Luanda e Bangui de mãos dadas
A República Centro Africana (RCA) é daqueles países que, até há alguns anos, fruto do conflito interno, engrossava a lista de Estados falhados e encaminhava-se para o caos político e social. Ainda hoje, enfrenta desafios monumentais na transformação do actual período de consolidação do processo de transição numa fase irreversível de normalização democrática e desenvolvimento.
A antiga colónia francesa atravessa com muitas dificuldades um período doloroso de transição que, como se acredita, a grande maioria dos centro-africanos preferem olhar como algo ligado ao passado.
Com a queda do regime do Presidente François Bozize, em Março de 2013, a RCA entrou numa fase crítica em termos de definição do seu futuro político, atendendo a que o país ficou dividido não apenas em linhas políticas distintas, mas sectárias e religiosas. O país enfrentava a sua terceira guerra civil, numa altura em que a coligação de forças rebeldes oriundas do norte muçulmano, congregadas no que ficou designado como Seleka, tinha tomado o poder em Bangui.
Na capital do país e um pouco por todo o lado, as confrontações militares eram preenchidas pelo menu que dividia os centro-africanos entre muçulmanos, representados pelos Seleka, e anti-Balaka, milícias cristãs, voltadas contra aqueles primeiros.
O conflito acentuou-se de tal maneira que o Conselho de Segurança da ONU gizou uma resolução, por via da qual surgiu a Mission International de Soutien à la Centrafrique sous Conduite Africaine (missão internacional de apoio à RCA sob condução africana) ou simplesmente MISCA, um expediente que contou com o suporte da França.
Essa missão militar, que contou com cerca de seis mil militares fornecidos por vários países africanos, contribuiu decisivamente para que fosse possível a assinatura do acordo do dia 23 de Julho de 2014, de cessação das hostilidades, por parte das forças em conflito na RCA, sob a mediação do Presidente da República do Congo, Denis Sassou Nguesso.

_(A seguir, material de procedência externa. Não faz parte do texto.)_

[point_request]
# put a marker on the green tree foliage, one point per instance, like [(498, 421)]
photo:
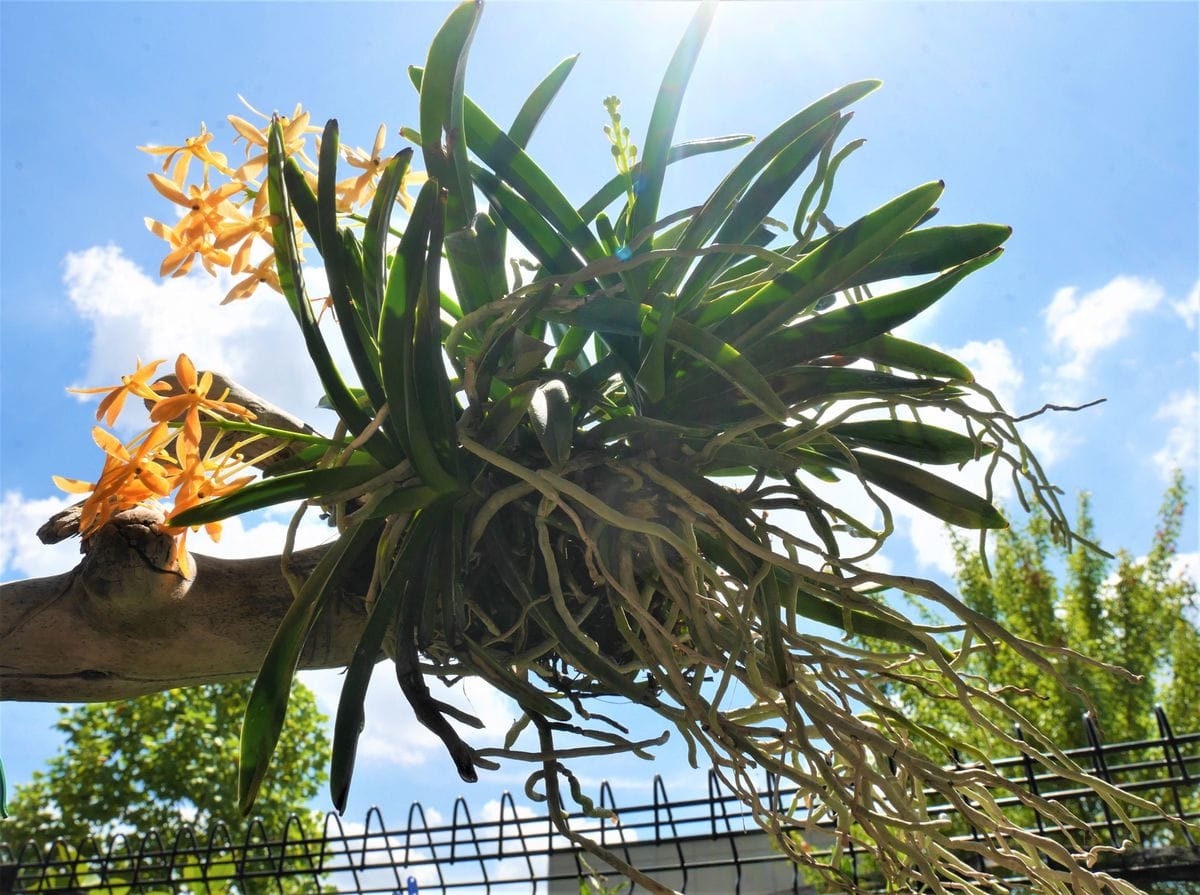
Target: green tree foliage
[(161, 760), (1134, 612)]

Poucos acreditavam que o Governo de transição surgido por via do referido acordo e conduzido por Catherine Samba Panza levasse aquele país às eleições que consagraram Faustin-Archage Touaderá como Presidente democraticamente eleito.

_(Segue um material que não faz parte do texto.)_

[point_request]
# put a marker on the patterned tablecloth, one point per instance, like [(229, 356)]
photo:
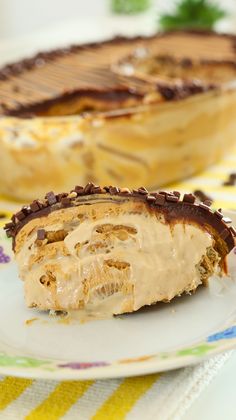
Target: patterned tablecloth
[(158, 396)]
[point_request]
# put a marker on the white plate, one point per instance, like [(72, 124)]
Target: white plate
[(159, 338)]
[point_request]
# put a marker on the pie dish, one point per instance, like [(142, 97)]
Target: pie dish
[(114, 250), (130, 111)]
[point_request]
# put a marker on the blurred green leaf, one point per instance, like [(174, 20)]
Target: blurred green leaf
[(129, 6), (192, 14)]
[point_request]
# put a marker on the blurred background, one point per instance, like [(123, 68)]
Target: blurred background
[(28, 25)]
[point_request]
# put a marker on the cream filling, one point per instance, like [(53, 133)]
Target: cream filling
[(159, 263)]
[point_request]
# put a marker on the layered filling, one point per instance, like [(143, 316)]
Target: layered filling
[(113, 256), (170, 69)]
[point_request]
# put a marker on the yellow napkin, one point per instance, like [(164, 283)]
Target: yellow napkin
[(159, 396)]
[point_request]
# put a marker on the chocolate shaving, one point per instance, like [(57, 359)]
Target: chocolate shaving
[(202, 196), (189, 198), (51, 198)]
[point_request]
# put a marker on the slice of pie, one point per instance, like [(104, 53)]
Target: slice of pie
[(115, 247), (146, 110)]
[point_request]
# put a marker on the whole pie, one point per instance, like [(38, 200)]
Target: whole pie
[(129, 111), (116, 249)]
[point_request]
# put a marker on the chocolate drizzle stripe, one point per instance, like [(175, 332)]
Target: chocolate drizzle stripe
[(31, 86), (170, 204)]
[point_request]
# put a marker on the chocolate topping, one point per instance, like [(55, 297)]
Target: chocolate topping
[(87, 72), (202, 196), (41, 234), (169, 203)]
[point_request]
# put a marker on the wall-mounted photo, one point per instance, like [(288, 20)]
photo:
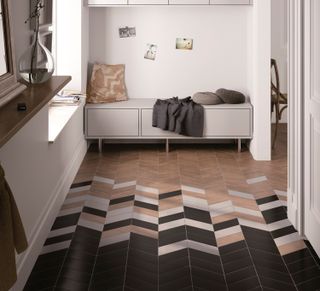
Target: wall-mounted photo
[(184, 43), (151, 52), (127, 32), (45, 19)]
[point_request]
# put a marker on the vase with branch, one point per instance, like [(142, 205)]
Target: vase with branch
[(36, 65)]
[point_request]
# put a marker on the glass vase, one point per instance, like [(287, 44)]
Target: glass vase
[(36, 65)]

Mas há um país que poupou esforços e os resultados já demonstram que a RCA é um exemplo de êxito e sucesso na gestão e resolução de conflito com selo africano.
Angola aceitou o desafio de contribuir para que a RCA, o único país africano que se tornou num império no período pós-colonial, fosse estabilizado, não poupando esforços para aquele país passar de Estado fracassado para país viável, com instituições e futuro.

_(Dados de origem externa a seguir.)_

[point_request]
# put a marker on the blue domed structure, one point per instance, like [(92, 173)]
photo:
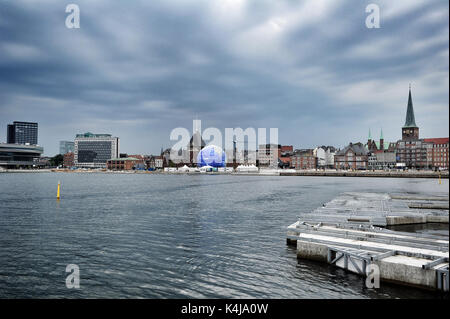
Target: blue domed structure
[(211, 155)]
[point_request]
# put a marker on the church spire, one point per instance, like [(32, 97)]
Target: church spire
[(410, 120)]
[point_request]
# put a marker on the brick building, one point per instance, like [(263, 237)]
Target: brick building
[(304, 159), (437, 152), (353, 156)]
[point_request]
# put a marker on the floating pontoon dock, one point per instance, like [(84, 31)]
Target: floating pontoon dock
[(345, 233)]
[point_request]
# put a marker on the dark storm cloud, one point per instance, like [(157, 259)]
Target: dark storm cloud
[(138, 70)]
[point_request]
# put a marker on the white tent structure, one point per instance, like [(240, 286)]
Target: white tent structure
[(247, 168), (183, 169), (206, 168)]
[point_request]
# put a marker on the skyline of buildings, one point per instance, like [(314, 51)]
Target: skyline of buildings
[(95, 150)]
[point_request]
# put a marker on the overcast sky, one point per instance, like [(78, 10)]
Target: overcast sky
[(138, 69)]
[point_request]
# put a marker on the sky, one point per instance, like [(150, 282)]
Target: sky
[(139, 69)]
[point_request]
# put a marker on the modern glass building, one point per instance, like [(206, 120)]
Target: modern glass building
[(15, 156), (66, 147), (22, 133), (94, 150)]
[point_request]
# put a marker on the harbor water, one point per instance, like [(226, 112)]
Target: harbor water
[(177, 236)]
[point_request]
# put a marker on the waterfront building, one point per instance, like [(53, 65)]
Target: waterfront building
[(304, 159), (19, 156), (268, 155), (382, 155), (155, 162), (124, 163), (94, 150), (325, 156), (437, 152), (22, 133), (285, 159), (417, 153), (66, 147), (211, 155), (353, 156), (68, 160)]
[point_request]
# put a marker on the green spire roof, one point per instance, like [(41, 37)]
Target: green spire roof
[(410, 120)]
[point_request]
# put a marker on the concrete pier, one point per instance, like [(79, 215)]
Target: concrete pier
[(344, 233)]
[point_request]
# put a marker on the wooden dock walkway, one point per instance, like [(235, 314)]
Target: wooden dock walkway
[(345, 233)]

Embora seja ainda sacudido por acções menos boas, nalguns casos envolvendo mesmo fatalidades, a RCA procura trilhar hoje os caminhos do desenvolvimento. Volta e meia o país vive episódios protagonizados por membros das exmilícias Seleka e anti-Balaka, como sucedeu no norte do país, no dia 29 de Outubro, em que dezenas perderam a vida, mas é generalizada a ideia de que apenas com paz e unidade o país pode avançar.
É verdade que o Estado centroafricano enfrenta ainda desafios para estender a sua autoridade e administração a todo o território do país, na medida em que na parte setentrional há uma tentativa de secessão e partes do territórios controlados por senhores da guerra.
Em todo o caso, com o fim da chamada terceira guerra civil e com a consolidação do processo de transição, o país representa já um exemplo de um Estado que esteve à beira do fracasso e que ultrapassou essa fase. Não há dúvidas de que a RCA, com a ajuda dos seus parceiros, tem sido capaz de enfrentar com sucesso o actual período difícil de transição e o processo de democratização.
A contribuição de Angola na formação de efectivos das forças de segurança e de defesa, além dos esforços que ambos os Estados fazem para cimentar a cooperação económica e comercial representam capítulos importantes nas relações entre os dois países.
A chegada ao país hoje do Presidente Faustin-Archage Touadera, Chefe de Estado da RCA, constitui a abertura de uma página importante no capítulo das relações bilaterais, numa altura em que as autoridades políticas dos dois países devem, cada vez mais, dar espaço para o sector privado.
Segundo o “Journal de Bangui”, órgão de comunicação social da RCA, há um Acordo Geral de cooperação, recentemente assinado em Luanda pelos ministros das Relações Exteriores de Angola e da RCA, Georges Chikoti e Charles Doubané, que constitui um passo relevante.
A bola tende a passar rapidamente para o lado dos empresários e empreendedores angolanos e centro-africanos, que deverão estar preparados para fortalecer o que os políticos fazem neste momento em que Angola e a RCA estreitam os laços de cooperação e andam de mãos dadas.